Bispecific antibodies

Overall response rates (ORR) were reported in a study population of 823 patients across 12 studies. The ORR was reported in 4 studies (n=106) for EMD and 4 studies (n=100) for HRCA respectively. The pooled ORR was 0.67 [95% CI; 0.59; 0.76) for the whole group. The pooled ORR was 0.48 (95% CI of 0.31 to 0.65) for EMD and 0.60 (95% CI of 0.51 to 0.70) for HRCA respectively. Subgroup analysis showed that there was a statistically significant difference in overall response rate according to different targets. However, there was no statistically significant difference in the ORR between the drugs with respect to EMD and HRCA. Combination therapy of Teclistamab and Talquetamab has highest ORR and RR in EMD disease compared to other BsABs in a study by Cohen et al. Funnel plot is symmetrical and showed no probability of publication bias for overall response rate for bispecific antibodies with a p-value of 0.676.

CAR T cell therapy

ORR with CAR-T cell therapy was reported across 27 studies with pooled sample size of 1469. The ORR was reported in 14 studies (n=172) for EMD and 11 studies (n=268) for HRCAs, respectively. The pooled ORR was 0.86 (95% CI of 0.82 to 0.90). The pooled proportion of RR among MM patients with EMD and HRCAs was 0.77 (95% CI of 0.68 to 0.87) and 0.77 (95% CI of 0.69 to 0.86), respectively. Funnel plot asymmetry showed possible publication bias for overall response rate for CAR T cell therapy with p-value of 0.021.

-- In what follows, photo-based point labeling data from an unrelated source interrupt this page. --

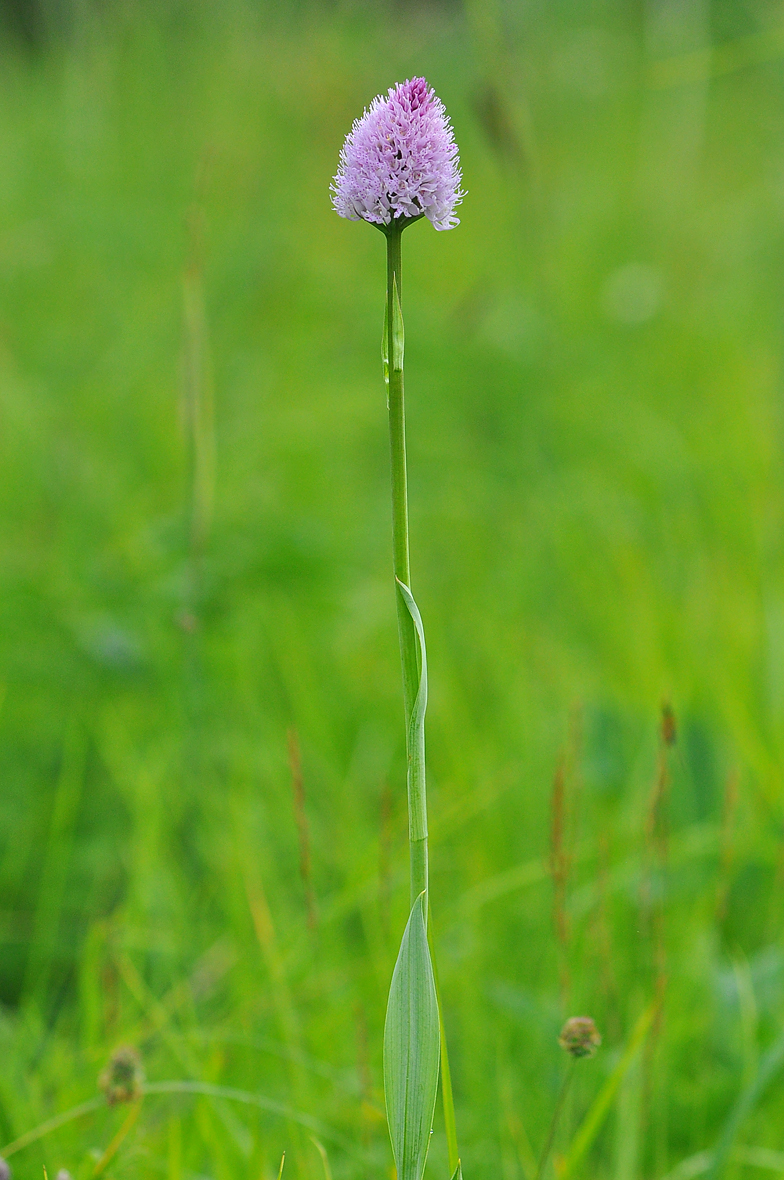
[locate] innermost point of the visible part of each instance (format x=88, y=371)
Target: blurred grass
x=595, y=452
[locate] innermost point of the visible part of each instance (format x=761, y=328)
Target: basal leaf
x=411, y=1049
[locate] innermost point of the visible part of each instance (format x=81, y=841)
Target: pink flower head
x=399, y=161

Bispecific antibodies vs CAR-T.

ORR in the whole cohort (P <0.001), EMD cohort (P <0.001), and HRCA cohort (P <0.046) were found to be significantly higher in CAR-T cell therapy as compared to bispecific antibodies.

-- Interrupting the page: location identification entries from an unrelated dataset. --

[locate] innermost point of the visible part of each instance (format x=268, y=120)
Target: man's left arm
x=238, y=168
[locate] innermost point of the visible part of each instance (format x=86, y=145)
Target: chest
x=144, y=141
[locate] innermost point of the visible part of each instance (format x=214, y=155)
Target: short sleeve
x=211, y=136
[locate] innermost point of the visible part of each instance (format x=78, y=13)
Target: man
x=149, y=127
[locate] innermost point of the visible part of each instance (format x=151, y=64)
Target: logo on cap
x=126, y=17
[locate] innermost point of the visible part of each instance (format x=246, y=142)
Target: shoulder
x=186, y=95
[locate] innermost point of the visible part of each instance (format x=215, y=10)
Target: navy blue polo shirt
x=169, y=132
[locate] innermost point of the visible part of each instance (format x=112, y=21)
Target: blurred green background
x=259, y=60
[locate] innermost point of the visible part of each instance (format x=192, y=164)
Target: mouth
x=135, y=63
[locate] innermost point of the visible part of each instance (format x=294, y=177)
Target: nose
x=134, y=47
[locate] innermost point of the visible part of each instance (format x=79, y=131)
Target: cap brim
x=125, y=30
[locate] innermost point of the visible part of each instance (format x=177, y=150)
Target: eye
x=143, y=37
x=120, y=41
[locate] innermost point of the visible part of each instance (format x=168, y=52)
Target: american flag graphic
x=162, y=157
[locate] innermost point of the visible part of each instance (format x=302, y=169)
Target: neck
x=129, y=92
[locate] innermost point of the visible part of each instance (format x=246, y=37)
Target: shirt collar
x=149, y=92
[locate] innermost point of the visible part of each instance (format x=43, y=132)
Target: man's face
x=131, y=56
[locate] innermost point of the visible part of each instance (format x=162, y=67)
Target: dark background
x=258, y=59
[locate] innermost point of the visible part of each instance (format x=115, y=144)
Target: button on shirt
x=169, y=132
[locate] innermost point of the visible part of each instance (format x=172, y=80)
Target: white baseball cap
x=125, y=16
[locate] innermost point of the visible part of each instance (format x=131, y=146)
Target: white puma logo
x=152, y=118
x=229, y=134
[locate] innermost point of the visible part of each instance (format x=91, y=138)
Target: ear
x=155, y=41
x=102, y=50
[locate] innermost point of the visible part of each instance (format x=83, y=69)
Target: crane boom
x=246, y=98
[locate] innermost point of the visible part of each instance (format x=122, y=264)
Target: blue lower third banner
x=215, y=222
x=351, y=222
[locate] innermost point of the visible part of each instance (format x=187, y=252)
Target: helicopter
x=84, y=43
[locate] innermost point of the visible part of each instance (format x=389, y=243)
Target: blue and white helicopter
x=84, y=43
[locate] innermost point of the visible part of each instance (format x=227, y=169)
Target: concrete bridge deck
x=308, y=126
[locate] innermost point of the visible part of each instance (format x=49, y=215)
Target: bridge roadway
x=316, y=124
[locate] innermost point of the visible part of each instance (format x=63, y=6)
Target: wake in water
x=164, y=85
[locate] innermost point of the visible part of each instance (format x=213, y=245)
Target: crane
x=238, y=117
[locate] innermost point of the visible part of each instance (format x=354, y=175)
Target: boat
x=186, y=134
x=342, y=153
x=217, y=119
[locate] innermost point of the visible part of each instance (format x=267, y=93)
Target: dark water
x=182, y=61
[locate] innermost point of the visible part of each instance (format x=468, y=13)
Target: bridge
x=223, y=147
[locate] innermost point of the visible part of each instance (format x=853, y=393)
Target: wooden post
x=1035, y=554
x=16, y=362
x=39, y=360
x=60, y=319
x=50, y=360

Conclusion: BsABs and CAR-T cell therapy are effective treatment options for relapsed MM patients. ORR in the whole cohort, EMD cohort, and HRCA cohort were found to be superior with CAR T cell therapy. However, it is difficult to make direct comparisons of pooled estimates of two different therapies. There was no significant difference in EMD and HRCA between the different types of BsAb therapy. Better reporting of EMD responses is urgently needed in published clinical data to know the true effect size and develop strategies to overcome this.